Around the turn of the century, companies began offering increasingly sophisticated managed hosting options. Rather than having to buy and maintain hardware yourself, you’d be given a standard-issue server. If it broke down, you could order another, identical, one to be put in its place. In 2006, Amazon unveiled EC2, which provides virtual servers. You might be sharing a physical server with others, but from your point of view it looks like a dedicated server.
This was an improvement, but there were still significant downsides. While the hardware was no longer your problem, setting up the software on a web server still involves a number of tedious steps that have little to do with the functionality of your website. And while the ability to instantly order additional servers to deal with sudden increases in traffic was valuable, building websites that “scaled” well was still a serious technical challenge. If you did it wrong, one program or server could still become become a bottleneck and bring the whole site grinding to a halt.
To deal with these problems, companies began offering “platform as a service” products. Google App Engine, introduced in 2008, is a popular example. Google App Engine handles all the low-level details of installing web servers, databases, and the like. Developers get to focus on writing the code that makes their specific website work. And Google App Engine automatically allocates more servers to your website as it gets more traffic, freeing you from having to manually order more servers to deal with demand spikes.
This was another big improvement. But even the “platform as a service” model leaves a lot to be desired, especially for interactive web applications. Getting interactive applications (like, say, Google Docs) to work well is difficult, especially when multiple users are accessing the same data. If you do it “by hand,” you have to deal with subtle differences among browsers, network congestion, dropped connections, and so forth. And while the “platform as a service” makes it easier to avoid scaling problems, it’s not completely foolproof; if you don’t design the application carefully, you might still get a fail whale on launch day.

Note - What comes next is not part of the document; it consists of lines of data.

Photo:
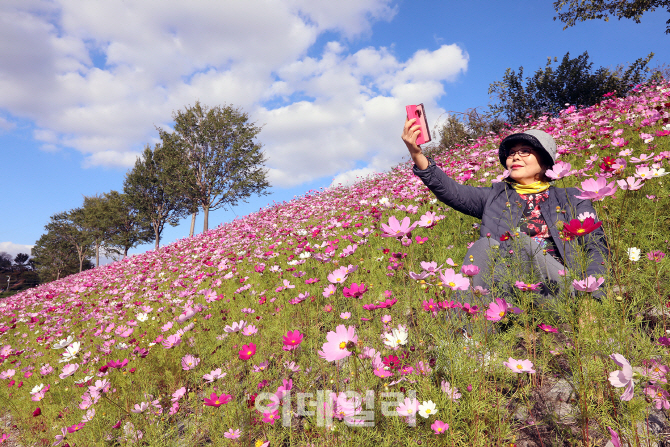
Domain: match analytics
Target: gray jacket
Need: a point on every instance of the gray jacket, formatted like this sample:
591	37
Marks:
500	208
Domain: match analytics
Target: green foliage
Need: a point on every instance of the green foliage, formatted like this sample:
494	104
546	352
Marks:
55	253
572	82
128	229
224	162
581	10
460	129
153	188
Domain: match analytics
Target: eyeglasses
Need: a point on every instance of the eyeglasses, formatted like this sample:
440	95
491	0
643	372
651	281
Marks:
522	153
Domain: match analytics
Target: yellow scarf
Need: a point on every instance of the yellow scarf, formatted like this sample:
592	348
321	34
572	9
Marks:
532	188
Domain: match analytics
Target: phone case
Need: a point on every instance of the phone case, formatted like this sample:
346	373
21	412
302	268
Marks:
418	112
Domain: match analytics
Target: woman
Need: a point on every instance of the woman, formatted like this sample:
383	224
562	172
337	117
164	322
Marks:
526	203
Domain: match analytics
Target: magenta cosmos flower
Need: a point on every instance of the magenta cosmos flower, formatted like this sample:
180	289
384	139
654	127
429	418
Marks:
189	362
336	346
217	401
498	310
597	189
623	377
398	229
589	284
520	366
454	280
293	338
247	351
439	427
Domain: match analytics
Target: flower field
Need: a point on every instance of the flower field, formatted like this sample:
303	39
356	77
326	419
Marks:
334	319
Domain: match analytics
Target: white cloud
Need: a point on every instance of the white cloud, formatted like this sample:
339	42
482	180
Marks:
14	249
98	76
351	177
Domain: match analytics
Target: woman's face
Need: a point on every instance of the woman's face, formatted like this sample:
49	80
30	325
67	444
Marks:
524	170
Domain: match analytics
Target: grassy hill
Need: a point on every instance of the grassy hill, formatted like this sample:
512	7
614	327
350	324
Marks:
308	298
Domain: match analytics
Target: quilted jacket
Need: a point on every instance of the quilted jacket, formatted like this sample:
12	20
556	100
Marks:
500	208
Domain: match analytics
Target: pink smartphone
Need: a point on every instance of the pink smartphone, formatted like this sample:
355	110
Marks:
418	112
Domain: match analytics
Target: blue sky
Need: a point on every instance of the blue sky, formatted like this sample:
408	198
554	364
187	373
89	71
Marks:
83	84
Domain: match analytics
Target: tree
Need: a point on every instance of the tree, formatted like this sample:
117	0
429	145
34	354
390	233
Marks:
571	82
153	189
225	163
130	230
5	261
581	10
21	259
53	257
70	226
100	221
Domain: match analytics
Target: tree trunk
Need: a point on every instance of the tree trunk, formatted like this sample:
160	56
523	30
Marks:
158	240
205	227
192	224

Firebase (formerly Envolve), came up with a clever solution: free the programmer from worrying about the server at all! As co-founder James Tamplin puts it, Firebase is like Dropbox for your app’s data. Firebase maintains a data structure that’s shared among all the clients. When clients want to communicate with each other, they simply change their local copy of the data structure, and Firebase automatically ensures that the change propagates to other clients.

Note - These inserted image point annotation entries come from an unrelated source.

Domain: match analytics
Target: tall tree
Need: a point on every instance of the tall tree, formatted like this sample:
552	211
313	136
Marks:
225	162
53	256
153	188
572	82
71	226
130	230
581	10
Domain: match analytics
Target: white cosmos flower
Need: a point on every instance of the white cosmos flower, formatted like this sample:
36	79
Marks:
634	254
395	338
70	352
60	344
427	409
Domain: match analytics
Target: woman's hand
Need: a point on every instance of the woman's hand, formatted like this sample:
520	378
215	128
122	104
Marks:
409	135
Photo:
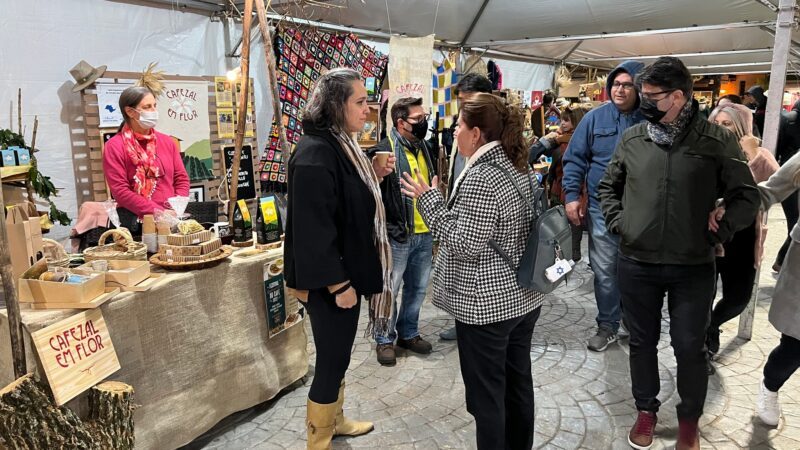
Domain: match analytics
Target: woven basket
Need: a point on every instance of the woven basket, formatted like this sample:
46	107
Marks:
54	253
130	250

Once again, this greatly simplifies web programming. Since there’s no application code on the server, scaling is entirely Firebase’s problem. And because Firebase handles synchronization, programmers don’t need to worry about subtle differences between browsers, or tricky cases like when a user suddenly loses her network connection. As a result, programmers can create sophisticated applications like this multi-player asteroids clone in a matter of hours.

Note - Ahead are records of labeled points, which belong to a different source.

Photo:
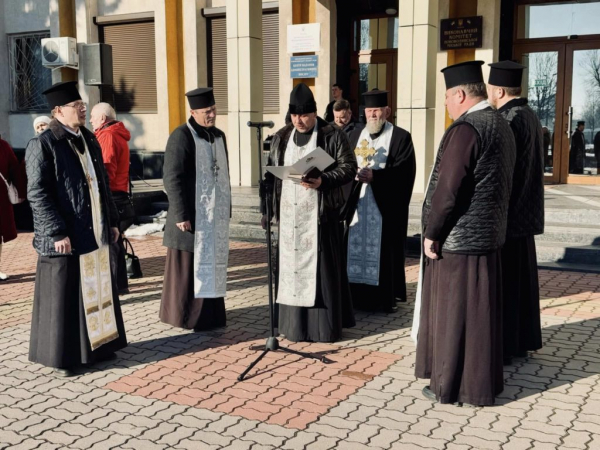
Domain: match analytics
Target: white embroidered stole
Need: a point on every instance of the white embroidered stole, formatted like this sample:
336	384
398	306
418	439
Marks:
213	206
96	285
364	238
299	234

This isn’t a blog about programming, so I’ll spare you the gory technical details, though they’re pretty cool and you can read all about them here. But I wanted to briefly comment on the broader economic consequences of this kind of innovation. Each new model I’ve described “abstracts away” tedious details that the previous model had forced programmers to deal with explicitly. In each case, that meant that developers could forget about a whole class of problems—first hardware administration, then software administration, then the whole server—that were now handled by the service provider.
This, in turn, has been essential to Silicon Valley’s startup ethos because it radically increases programmers’ productivity. Today, a couple of 23-year-old entrepreneurs with a a few thousand dollars in the bank can reach “ramen profitability” in the course of a summer. That wouldn’t be possible without increasingly sophisticated technology platforms, that handles a larger and larger share of the tedious details of running a website. If Firebase takes off—and its launch yesterday generated a lot of interest—it promises to further enhance the productivity of thousands of web programmers. The result will be even smaller teams building even more sophisticated websites.